What is a Supplemental Needs Trust?
In our November 17, 2020 Trusts and Estates & Elder Law Update, we discussed when a guardianship might be appropriate. In this Update, we will discuss the basics of a Supplemental Needs Trust ("SNT"), a planning technique frequently used for dependents with special needs.
A SNT is a trust created for the benefit of a beneficiary who has a special need. It can be both revocable or irrevocable (though the latter is more common) and is designed to supplement, and not to supplant, impair or diminish, government benefits the beneficiary is receiving or is eligible to receive. The goal of the SNT is to protect any assets that may be given to the beneficiary, such as a gift, inheritance, or lawsuit settlement, so that these funds are not counted as an “available resource” to the beneficiary when determining his or her eligibility for government benefits. Instead of having the individual with special needs receive the assets outright, they would be paid instead to a SNT of which the individual is the lifetime beneficiary, thereby providing the desired protection.
The following are different types of SNTs:
1. The Self-settled (or First Party) SNT, which is established using the beneficiary’s own funds; and
2. The Third Party SNT, which is established using the funds of a third party, such as a parent of the beneficiary.
Third Party SNTs can be established during the lifetime of the person establishing the SNT (the Grantor), which is also referred to as an inter vivos trust, or it can be established under a person’s Last Will and Testament and funded by assets in that person’s estate upon his or her death, also referred to as a testamentary trust.
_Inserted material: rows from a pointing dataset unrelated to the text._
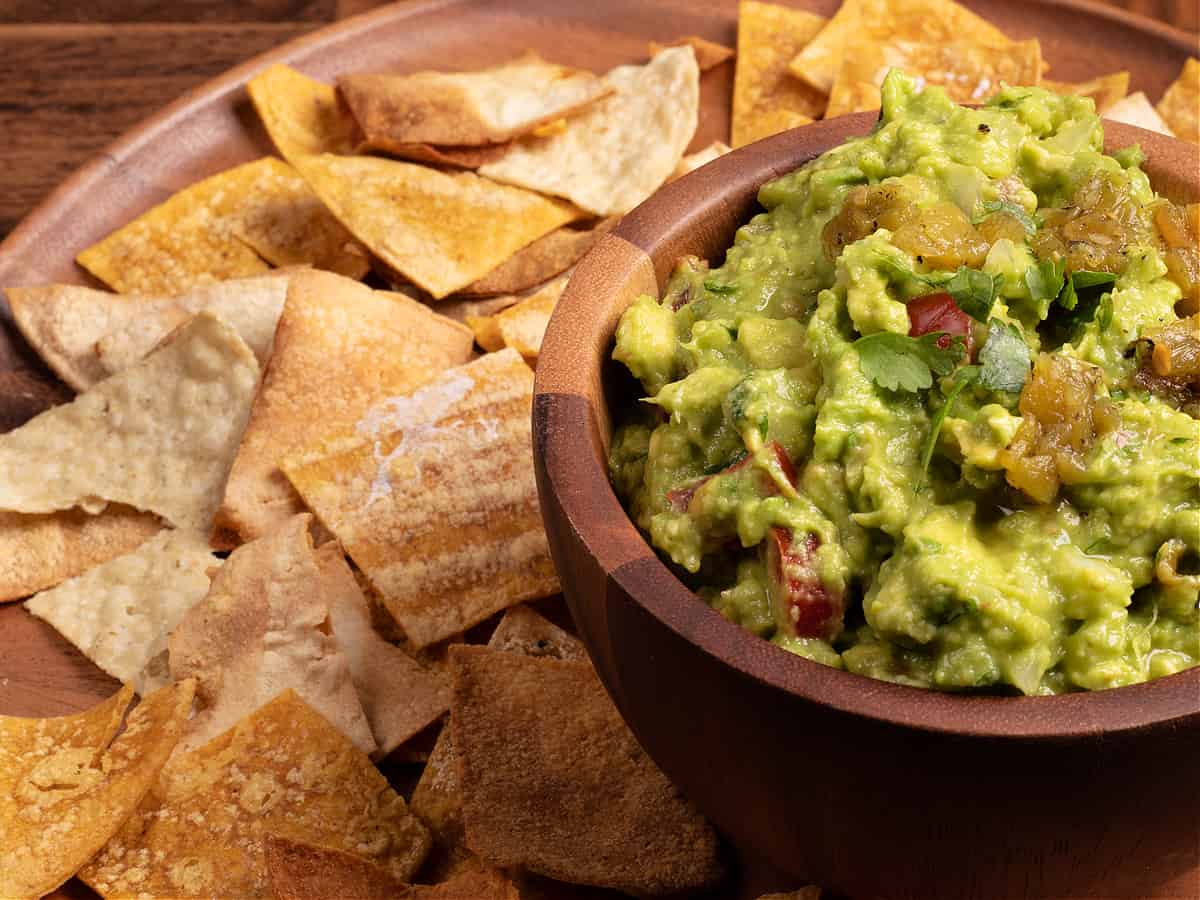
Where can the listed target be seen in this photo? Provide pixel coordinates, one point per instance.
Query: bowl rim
(581, 487)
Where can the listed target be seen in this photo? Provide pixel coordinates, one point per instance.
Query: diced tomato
(939, 312)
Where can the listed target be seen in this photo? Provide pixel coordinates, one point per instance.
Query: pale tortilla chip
(767, 99)
(467, 108)
(709, 54)
(339, 347)
(606, 816)
(1180, 107)
(120, 612)
(40, 551)
(160, 437)
(261, 629)
(199, 234)
(283, 769)
(1135, 109)
(618, 151)
(432, 496)
(66, 787)
(399, 696)
(858, 22)
(439, 231)
(87, 335)
(1104, 90)
(967, 72)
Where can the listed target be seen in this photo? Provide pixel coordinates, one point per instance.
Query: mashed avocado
(918, 424)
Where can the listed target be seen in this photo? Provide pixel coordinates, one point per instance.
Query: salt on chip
(399, 695)
(120, 612)
(432, 495)
(618, 151)
(261, 629)
(441, 231)
(282, 769)
(766, 97)
(553, 780)
(160, 436)
(339, 347)
(467, 108)
(859, 22)
(66, 786)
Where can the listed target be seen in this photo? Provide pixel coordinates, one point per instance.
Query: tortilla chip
(399, 696)
(37, 552)
(120, 612)
(432, 495)
(766, 99)
(1180, 107)
(283, 769)
(709, 54)
(159, 437)
(263, 628)
(199, 234)
(606, 816)
(467, 108)
(66, 786)
(859, 22)
(543, 259)
(618, 151)
(967, 72)
(1104, 90)
(439, 231)
(1135, 109)
(379, 345)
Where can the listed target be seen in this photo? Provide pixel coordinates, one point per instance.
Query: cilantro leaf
(901, 363)
(973, 292)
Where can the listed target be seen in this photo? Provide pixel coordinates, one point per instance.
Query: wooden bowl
(867, 787)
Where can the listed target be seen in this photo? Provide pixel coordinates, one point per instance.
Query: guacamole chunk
(935, 417)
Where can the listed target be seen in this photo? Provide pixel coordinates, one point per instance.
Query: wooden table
(77, 73)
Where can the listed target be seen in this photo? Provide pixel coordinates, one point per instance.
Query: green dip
(910, 427)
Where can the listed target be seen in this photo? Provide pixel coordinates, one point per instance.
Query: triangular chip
(66, 786)
(618, 151)
(439, 231)
(87, 335)
(467, 108)
(204, 233)
(433, 498)
(1180, 107)
(340, 347)
(283, 769)
(858, 22)
(262, 628)
(399, 695)
(40, 551)
(553, 780)
(766, 97)
(120, 612)
(159, 437)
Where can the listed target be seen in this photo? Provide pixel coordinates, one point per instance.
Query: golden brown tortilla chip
(261, 629)
(159, 437)
(861, 22)
(40, 551)
(766, 97)
(531, 798)
(433, 498)
(1180, 107)
(339, 347)
(201, 234)
(467, 108)
(283, 769)
(66, 787)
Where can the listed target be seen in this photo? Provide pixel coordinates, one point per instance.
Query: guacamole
(934, 419)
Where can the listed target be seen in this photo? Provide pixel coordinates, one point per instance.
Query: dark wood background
(77, 73)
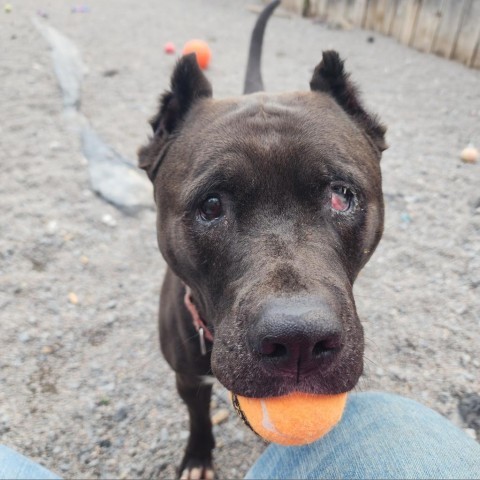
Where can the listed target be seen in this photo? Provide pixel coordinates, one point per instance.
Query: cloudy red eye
(341, 198)
(211, 209)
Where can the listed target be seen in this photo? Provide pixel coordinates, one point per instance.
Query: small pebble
(24, 337)
(471, 433)
(469, 154)
(107, 219)
(169, 48)
(73, 298)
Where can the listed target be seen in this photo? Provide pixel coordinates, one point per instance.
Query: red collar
(198, 323)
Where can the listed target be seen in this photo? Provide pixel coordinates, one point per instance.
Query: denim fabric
(380, 436)
(16, 466)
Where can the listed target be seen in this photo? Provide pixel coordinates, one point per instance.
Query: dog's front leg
(197, 461)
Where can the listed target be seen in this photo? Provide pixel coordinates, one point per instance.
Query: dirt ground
(83, 387)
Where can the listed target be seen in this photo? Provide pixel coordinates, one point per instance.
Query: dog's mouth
(253, 364)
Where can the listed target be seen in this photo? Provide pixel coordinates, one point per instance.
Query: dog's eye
(341, 198)
(211, 209)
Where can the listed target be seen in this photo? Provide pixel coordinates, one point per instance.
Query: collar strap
(198, 323)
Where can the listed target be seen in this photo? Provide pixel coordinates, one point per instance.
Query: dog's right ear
(188, 85)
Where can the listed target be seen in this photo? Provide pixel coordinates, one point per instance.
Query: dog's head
(268, 207)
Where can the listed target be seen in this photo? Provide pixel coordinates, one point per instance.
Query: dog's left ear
(330, 77)
(187, 86)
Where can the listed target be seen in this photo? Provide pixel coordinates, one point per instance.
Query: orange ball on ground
(294, 419)
(201, 50)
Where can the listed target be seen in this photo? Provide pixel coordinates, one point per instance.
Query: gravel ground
(83, 387)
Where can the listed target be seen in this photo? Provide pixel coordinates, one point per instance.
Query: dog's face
(268, 207)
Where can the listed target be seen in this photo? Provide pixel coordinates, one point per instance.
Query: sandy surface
(83, 387)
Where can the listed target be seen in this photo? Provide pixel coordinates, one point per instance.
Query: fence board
(399, 20)
(427, 26)
(391, 8)
(449, 28)
(470, 29)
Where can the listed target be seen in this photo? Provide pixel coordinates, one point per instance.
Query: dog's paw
(197, 469)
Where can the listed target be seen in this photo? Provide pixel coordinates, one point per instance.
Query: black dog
(268, 207)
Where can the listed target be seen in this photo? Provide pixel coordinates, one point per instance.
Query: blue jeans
(380, 436)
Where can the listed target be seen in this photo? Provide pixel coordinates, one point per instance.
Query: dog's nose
(296, 336)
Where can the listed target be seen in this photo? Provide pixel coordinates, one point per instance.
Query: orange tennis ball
(294, 419)
(201, 50)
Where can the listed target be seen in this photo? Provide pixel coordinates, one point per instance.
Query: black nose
(296, 336)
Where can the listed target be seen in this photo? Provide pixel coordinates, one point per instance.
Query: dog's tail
(253, 77)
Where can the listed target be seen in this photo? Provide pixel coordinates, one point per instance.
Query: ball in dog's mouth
(293, 419)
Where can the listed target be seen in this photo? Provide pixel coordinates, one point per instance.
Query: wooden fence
(449, 28)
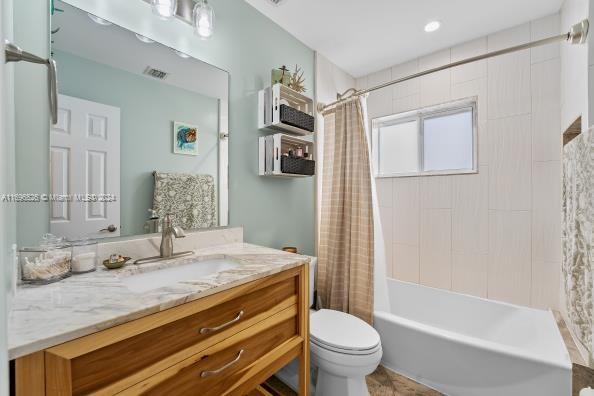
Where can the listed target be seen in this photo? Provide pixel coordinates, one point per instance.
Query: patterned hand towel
(190, 198)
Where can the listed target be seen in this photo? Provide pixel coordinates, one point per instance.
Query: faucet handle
(167, 220)
(179, 232)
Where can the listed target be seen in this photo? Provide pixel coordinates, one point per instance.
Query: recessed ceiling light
(144, 39)
(100, 21)
(181, 54)
(432, 26)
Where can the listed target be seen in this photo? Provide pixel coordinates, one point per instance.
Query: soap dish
(116, 264)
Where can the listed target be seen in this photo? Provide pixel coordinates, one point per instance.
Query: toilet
(344, 349)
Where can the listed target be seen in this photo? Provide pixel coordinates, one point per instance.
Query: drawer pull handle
(206, 330)
(205, 374)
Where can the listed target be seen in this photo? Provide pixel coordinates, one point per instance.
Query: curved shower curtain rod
(576, 35)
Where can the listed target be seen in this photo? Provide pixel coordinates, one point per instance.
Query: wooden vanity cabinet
(226, 343)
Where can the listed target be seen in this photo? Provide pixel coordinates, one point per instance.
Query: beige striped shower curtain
(345, 250)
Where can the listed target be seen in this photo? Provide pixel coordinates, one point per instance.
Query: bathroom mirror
(142, 131)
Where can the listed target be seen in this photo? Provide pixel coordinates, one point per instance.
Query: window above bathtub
(436, 140)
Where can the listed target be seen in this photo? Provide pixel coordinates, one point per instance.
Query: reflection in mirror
(141, 127)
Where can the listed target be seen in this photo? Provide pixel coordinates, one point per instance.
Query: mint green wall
(274, 212)
(147, 111)
(31, 25)
(7, 211)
The Self-settled SNT, also referred to as a Special Needs Trust, can only be established using the assets of a beneficiary who is disabled and can only be funded prior to the time the beneficiary reaches the age of sixty-five (65). The Self-settled SNT must be irrevocable, for the sole benefit of the beneficiary and include a payback provision which states that upon the death of the beneficiary, the State Medicaid program must be reimbursed from any remaining assets of the trust up to the total amount of Medicaid benefits paid on behalf of the beneficiary. The Self-settled SNT can be established for the benefit of a disabled beneficiary by such individual, as well as his or her parent, grandparent, legal guardian, or a Court. The funding of the Self-settled SNT should not affect Medicaid eligibility so long as it is in compliance with all Federal and State laws and regulations.
The Third Party SNT differs from the Self-settled SNT in that is established using the funds of a third party rather than the beneficiary with special needs and, because of this, does not require a payback provision to the State Medicaid program. The person establishing this trust can also direct how any remaining assets would be distributed upon the beneficiary’s passing. Such trusts are usually created by any individual wishing to provide for but simultaneously protect the individual with special needs, such as his or her parents or grandparents.
Many individuals overlook proper planning for a dependent with special needs when doing their own estate planning. If you have a dependent with special needs that is either receiving government benefits or is eligible to receive government benefits and you have decided to leave money to that individual upon your death, have you left it to such child or grandchild outright or under a simple trust? If you answered yes, or worse, if you have not prepared any estate planning documents, that person you were trying to help may risk losing his or her government benefits or becoming ineligible to receive those benefits.